Ohden’s story is riveting enough to deserve international attention. At 14, Ohden learned a “shocking secret” about her past: a nurse at an Iowa hospital had found her crying in a pile of medical waste after a botched abortion.

Melissa Ohden

“I grew up knowing I’d been born prematurely, that I had been adopted,” Ohden, now 41, told BBC. “What I didn’t know was that there was this great secret behind all of this. That I should have been delivered dead, and instead I was born alive.”

Ohden weighed three pounds at birth but survived and was adopted by a loving family. The revelation of her birth at 14, however, sent her into an emotional tailspin that led eventually to eating disorders and alcohol abuse. “I didn’t want to be me,” said Ohden.

To reverse the downward momentum, Ohden set out to find her birth mother, a quest that took more than a decade. On finding her, Ohden received one more shock to the system.
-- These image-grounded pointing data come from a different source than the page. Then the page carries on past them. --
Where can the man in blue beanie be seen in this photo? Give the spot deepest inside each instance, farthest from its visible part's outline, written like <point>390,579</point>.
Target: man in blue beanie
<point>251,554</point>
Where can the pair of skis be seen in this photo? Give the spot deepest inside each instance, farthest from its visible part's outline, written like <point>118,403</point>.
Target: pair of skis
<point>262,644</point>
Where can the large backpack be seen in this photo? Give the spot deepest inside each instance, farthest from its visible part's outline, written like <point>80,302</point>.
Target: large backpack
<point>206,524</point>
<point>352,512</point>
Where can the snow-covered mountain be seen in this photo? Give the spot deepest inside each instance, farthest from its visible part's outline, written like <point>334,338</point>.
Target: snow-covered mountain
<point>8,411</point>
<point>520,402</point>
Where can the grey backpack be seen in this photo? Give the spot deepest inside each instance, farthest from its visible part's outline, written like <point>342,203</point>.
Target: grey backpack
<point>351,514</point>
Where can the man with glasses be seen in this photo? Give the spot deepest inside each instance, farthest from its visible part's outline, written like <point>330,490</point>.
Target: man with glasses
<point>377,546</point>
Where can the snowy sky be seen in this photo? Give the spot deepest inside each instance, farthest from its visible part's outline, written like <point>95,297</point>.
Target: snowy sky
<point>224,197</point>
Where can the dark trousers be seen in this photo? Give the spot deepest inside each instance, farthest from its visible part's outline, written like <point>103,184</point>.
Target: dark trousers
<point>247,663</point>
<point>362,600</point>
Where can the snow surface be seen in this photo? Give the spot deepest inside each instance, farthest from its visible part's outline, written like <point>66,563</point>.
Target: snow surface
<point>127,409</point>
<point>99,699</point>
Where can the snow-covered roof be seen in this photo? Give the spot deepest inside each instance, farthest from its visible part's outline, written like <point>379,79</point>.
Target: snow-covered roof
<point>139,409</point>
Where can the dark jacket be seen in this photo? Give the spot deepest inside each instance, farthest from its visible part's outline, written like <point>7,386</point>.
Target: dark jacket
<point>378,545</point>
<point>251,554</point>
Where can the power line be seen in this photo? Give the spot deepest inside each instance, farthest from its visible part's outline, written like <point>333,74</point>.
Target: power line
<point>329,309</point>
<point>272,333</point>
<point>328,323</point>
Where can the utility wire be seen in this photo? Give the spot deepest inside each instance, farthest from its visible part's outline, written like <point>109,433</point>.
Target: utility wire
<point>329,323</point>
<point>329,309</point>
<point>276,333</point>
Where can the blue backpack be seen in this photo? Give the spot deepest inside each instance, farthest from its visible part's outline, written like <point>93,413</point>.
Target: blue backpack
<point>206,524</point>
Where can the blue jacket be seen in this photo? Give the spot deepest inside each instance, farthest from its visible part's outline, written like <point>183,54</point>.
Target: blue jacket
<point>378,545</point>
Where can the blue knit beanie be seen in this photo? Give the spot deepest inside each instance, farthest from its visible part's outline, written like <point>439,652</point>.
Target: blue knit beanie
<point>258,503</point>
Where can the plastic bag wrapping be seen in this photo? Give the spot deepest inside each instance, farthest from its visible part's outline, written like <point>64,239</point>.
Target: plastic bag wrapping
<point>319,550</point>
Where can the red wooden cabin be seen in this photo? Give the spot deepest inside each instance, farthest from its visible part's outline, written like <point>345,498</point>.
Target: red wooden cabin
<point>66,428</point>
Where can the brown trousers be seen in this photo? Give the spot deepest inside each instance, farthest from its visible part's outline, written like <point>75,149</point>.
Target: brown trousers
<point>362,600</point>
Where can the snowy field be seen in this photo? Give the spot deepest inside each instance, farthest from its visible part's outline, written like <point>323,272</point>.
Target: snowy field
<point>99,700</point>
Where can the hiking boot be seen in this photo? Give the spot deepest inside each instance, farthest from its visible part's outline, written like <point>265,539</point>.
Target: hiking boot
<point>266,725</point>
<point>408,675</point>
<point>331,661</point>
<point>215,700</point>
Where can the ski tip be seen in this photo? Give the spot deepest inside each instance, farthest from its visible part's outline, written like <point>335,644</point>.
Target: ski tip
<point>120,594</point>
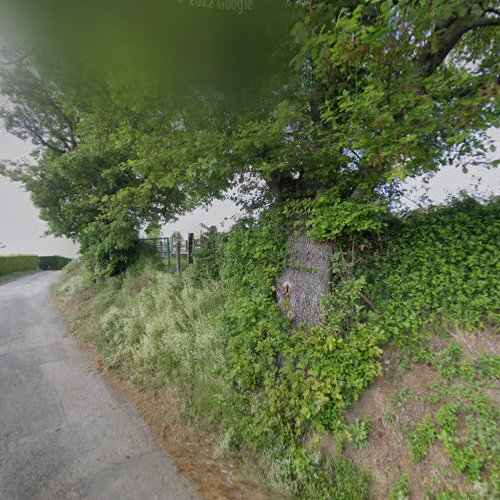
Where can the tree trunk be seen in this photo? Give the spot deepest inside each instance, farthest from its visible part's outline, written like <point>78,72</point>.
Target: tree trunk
<point>305,280</point>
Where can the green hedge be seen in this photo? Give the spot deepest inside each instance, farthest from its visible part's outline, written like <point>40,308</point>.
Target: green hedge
<point>52,263</point>
<point>15,263</point>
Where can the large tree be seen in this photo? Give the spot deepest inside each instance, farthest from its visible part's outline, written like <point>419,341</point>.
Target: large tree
<point>371,92</point>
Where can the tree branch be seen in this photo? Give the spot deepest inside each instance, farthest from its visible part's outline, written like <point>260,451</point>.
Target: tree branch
<point>455,29</point>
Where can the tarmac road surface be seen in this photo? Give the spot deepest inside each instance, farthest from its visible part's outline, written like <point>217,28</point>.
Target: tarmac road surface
<point>63,434</point>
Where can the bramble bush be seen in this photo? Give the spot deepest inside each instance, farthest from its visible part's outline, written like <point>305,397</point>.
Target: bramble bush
<point>216,336</point>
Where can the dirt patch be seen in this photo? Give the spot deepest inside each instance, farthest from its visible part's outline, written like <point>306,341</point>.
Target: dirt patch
<point>479,343</point>
<point>386,456</point>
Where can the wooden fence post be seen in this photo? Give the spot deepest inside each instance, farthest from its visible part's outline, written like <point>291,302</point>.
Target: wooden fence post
<point>169,252</point>
<point>190,248</point>
<point>179,268</point>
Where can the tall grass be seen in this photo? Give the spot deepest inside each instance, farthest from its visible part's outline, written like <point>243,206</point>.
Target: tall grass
<point>161,331</point>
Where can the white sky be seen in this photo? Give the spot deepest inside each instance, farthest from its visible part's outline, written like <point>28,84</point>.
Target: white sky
<point>21,230</point>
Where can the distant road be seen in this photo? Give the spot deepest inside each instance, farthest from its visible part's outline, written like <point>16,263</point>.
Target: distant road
<point>63,434</point>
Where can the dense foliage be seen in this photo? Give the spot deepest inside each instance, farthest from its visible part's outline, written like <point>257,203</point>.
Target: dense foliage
<point>52,262</point>
<point>436,268</point>
<point>216,337</point>
<point>351,97</point>
<point>15,263</point>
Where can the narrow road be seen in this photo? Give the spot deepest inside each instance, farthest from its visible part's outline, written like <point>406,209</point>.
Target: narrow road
<point>63,434</point>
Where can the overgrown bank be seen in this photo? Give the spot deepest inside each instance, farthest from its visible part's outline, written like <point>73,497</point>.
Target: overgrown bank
<point>422,293</point>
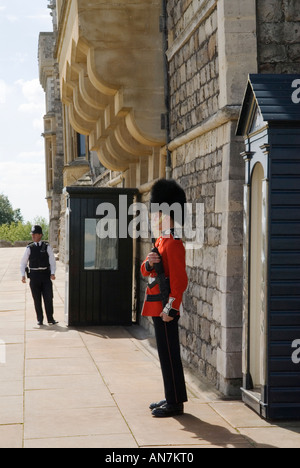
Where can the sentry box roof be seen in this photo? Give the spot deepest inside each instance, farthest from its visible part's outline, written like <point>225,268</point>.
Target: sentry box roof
<point>276,97</point>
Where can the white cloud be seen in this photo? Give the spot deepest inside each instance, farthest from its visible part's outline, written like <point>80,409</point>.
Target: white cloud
<point>4,91</point>
<point>24,185</point>
<point>34,96</point>
<point>12,18</point>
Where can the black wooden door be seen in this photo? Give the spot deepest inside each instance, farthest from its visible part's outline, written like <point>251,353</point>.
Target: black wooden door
<point>100,270</point>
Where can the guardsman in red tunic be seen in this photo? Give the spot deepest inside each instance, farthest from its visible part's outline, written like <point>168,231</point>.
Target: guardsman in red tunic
<point>165,268</point>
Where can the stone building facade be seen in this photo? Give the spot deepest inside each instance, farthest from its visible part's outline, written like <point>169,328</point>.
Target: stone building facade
<point>107,53</point>
<point>53,128</point>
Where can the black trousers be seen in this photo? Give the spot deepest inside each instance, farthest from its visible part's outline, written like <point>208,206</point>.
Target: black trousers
<point>41,287</point>
<point>167,338</point>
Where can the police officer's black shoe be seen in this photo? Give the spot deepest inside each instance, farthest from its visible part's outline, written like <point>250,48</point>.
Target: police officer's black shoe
<point>157,405</point>
<point>168,411</point>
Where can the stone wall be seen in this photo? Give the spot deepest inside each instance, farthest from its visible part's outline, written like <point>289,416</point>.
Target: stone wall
<point>194,71</point>
<point>208,64</point>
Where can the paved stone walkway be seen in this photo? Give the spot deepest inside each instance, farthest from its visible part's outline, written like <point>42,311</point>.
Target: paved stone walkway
<point>71,388</point>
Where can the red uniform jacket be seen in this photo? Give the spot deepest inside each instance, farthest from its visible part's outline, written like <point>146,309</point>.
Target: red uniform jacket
<point>172,252</point>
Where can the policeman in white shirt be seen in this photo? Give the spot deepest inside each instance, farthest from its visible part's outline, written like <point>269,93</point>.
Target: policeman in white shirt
<point>42,268</point>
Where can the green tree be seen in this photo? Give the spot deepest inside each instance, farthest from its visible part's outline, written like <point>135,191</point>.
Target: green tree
<point>7,214</point>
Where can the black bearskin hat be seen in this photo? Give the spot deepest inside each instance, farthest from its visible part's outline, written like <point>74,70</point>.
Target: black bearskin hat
<point>167,193</point>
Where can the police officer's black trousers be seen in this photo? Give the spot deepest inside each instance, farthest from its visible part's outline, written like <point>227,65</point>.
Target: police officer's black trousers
<point>168,346</point>
<point>41,287</point>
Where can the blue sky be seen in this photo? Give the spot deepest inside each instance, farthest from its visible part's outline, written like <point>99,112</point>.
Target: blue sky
<point>22,106</point>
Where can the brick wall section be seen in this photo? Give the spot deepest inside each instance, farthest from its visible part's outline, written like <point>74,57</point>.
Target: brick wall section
<point>193,72</point>
<point>278,29</point>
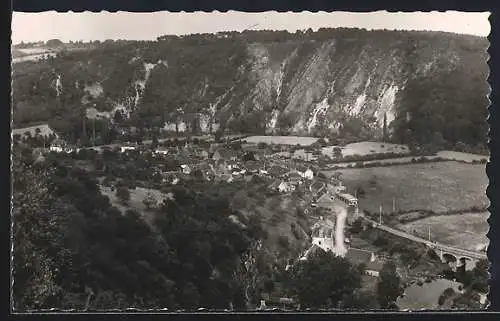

Her birth mother received a double shock.

“She was not told I survived. It was kept a secret from her,” Ohden told BBC. “I was placed for adoption without her ever knowing.” The mother had gone 30 years unaware she had a living child.

“it was absolutely surreal,” said Ohden of their meeting as she struggled to put it in words. “It was one of those defining moments of your life.”

As Ohden learned, her mother’s mother coerced her into having the abortion. In that the grandmother worked at the hospital, she arranged it through back channels and has since admitted telling her colleagues to “leave the baby in the room to die.”

Now a pro-life activist and author, Ohden lives in Kansas. By chance her birth mother as well as one of her half sisters lives here as well. They see each other as often as they can. “My biological family is a huge part of my life,” said Ohden.

If the BBC found Ohden’s story compelling, the Kansas City Star has not. A search for her name in the back files of the Star turns up nothing. For all of the extraordinary uplift the story provides, it also reveals the gossamer thin distinction between abortion and infanticide, and the “Maggie Award”-winners at the Star cannot have that.